I love occult-themed novels and novels set in Venice, so it’s amazing I’ve had Amanda Prantera’s The Cabalist (Bloomsbury) kicking about for so long. Prantera is due a renaissance – it happened to the wonderful Deborah Levy so why not her?
Prantera’s writing has a flavour all its own: intellectual, playful and distinctively creepy with its investigations into the darker sides of the psyche. In The Cabalist, Joseph Kestler, the nature of whose life-obsession is only gradually revealed, has returned to Venice to die. Terminally ill, he is seeking a fit custodian for his magical researches, but also fears a final showdown with his magical nemesis, the horrific Catcher. Can Kestler deposit his manuscript in some archive before the Catcher takes advantage of his weakened state to steal and destroy it?
The Catcher’s room overlooks Kestler’s, so the bedevilled occultist can see how he tempts Venice’s wild cat population with bait on hooks let down from his window. But what happens to the poor animals in the darkened room Kestler can’t quite see into? Since our glimpses of the Catcher reveal him to be a child, is Joseph mad and deluded, or has a diminutive demon really taken up residence in the palazzo across the canal?

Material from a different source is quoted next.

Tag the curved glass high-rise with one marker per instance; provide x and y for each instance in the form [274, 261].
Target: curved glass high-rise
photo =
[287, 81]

Like the Catcher with his prey, Prantera taunts us for some time with various interpretations of the events, mostly seen through Kestler’s subjectivity. Can he really control animals via whispered cabalistic formulae? Is he mad, or a true magus? Does the Catcher even exist? Prantera wraps up her elegant entertainment with a brilliant flourish which satisfies even as it hints at the unknowable gap between what we think we know and what we only imagine. The arch, Fay Weldon-ish addresses to the reader, drawing attention to narrative tricks, are the only aspects which date the book slightly (it was published in 1985).
The only other novel of Prantera’s I’ve read is Capri File, another dark tale of an outsider struggling to penetrate Italy’s mysteries. An Englishwoman married to an Italian aristocrat strikes up an epistolary friendship with a rare book dealer in London, while confessing to him her suspicions about a local boy whom she thinks has been murdered. And her estranged husband might have something to do with it…
Also on the shelf is the irresistibly titled Conversations With Lord Byron On Perversion, 163 Years After His Lordship’s Death. Missing manuscripts, old libraries, rare books and forbidden knowledge seem to be her themes. She’s well worth a look for connoisseurs of such tales.